Ich habe mir ganz unbewusst die Meinung und die Empfindung anderer Menschen einfach so überstülpen lassen.
Wieder mal wählten wir bei einem Flug für uns als Familie eine 3er Reihe und den Gangplatz gegenüber. Dann ist man ja gut im Kontakt. Da kann man doch auch mal schnell tauschen
- so von Gangplatz zu Gangplatz.
Sämtliche Kontrollen - inklusive Warteschlangen - vor dem Einstieg in das Flugzeug überstanden, hänge ich jetzt im Gang der Maschine fest. Die Massen an Handgepäck aller Fluggäste wollen ja verstaut und der richtige Sitzplatz gefunden werden.
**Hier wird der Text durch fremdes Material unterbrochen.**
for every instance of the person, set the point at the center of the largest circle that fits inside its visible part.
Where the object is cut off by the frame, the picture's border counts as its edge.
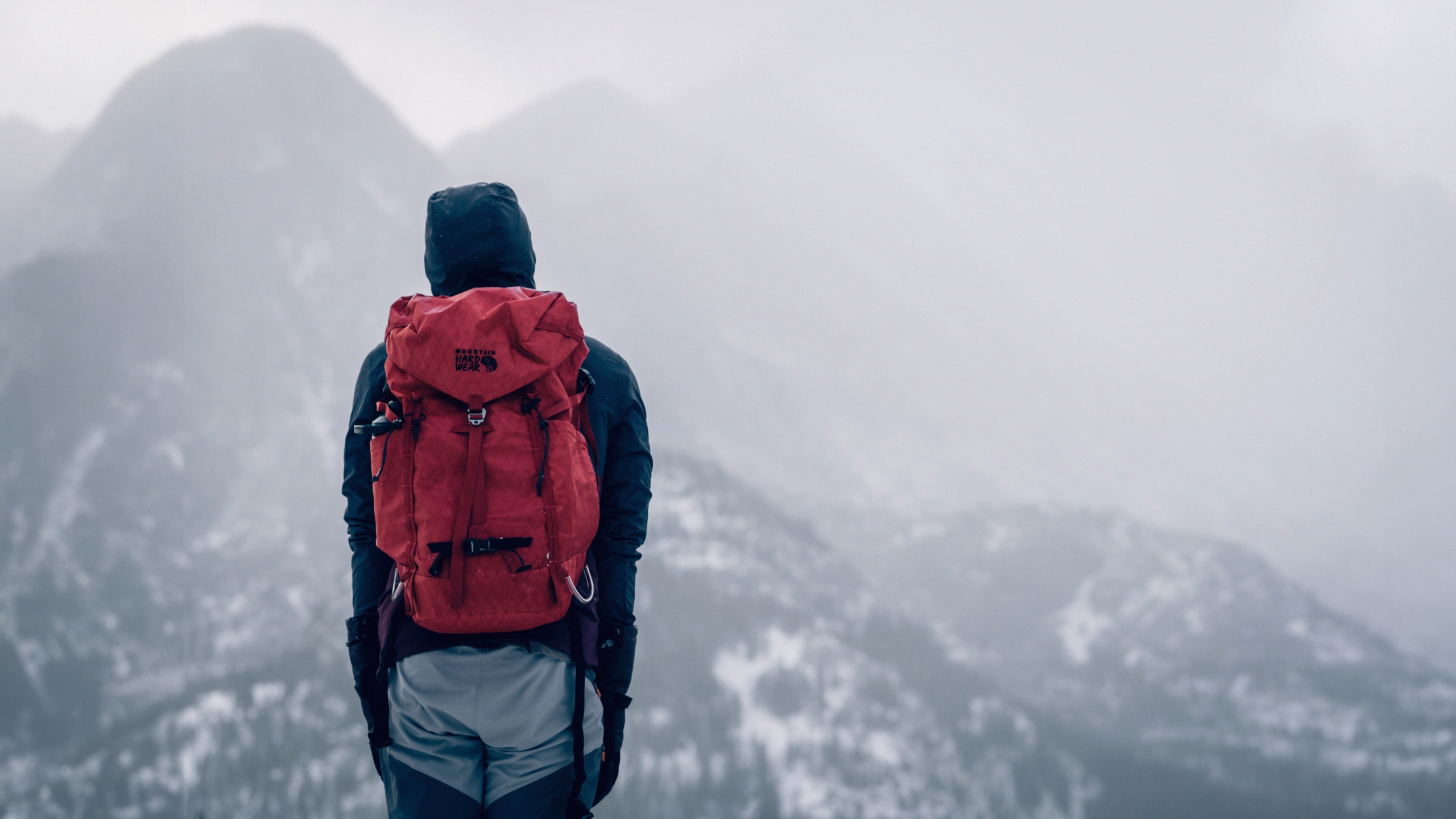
(471, 725)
Das kann mal etwas dauern ...
Pause
Vor dem Start habe ich das Vergnügen die Sicherheits-Anweisungen im direkten Zusammenspiel mit der Flugbegleiterin mitzuerleben, da sie mein Tischchen für ihre Utensilien als Ablage nutzt.
So weit - so gut.
Pause
Der Start: Langsam habe ich das Gefühl, ich gewöhne mich an das dabei entstehende Druckgefühl.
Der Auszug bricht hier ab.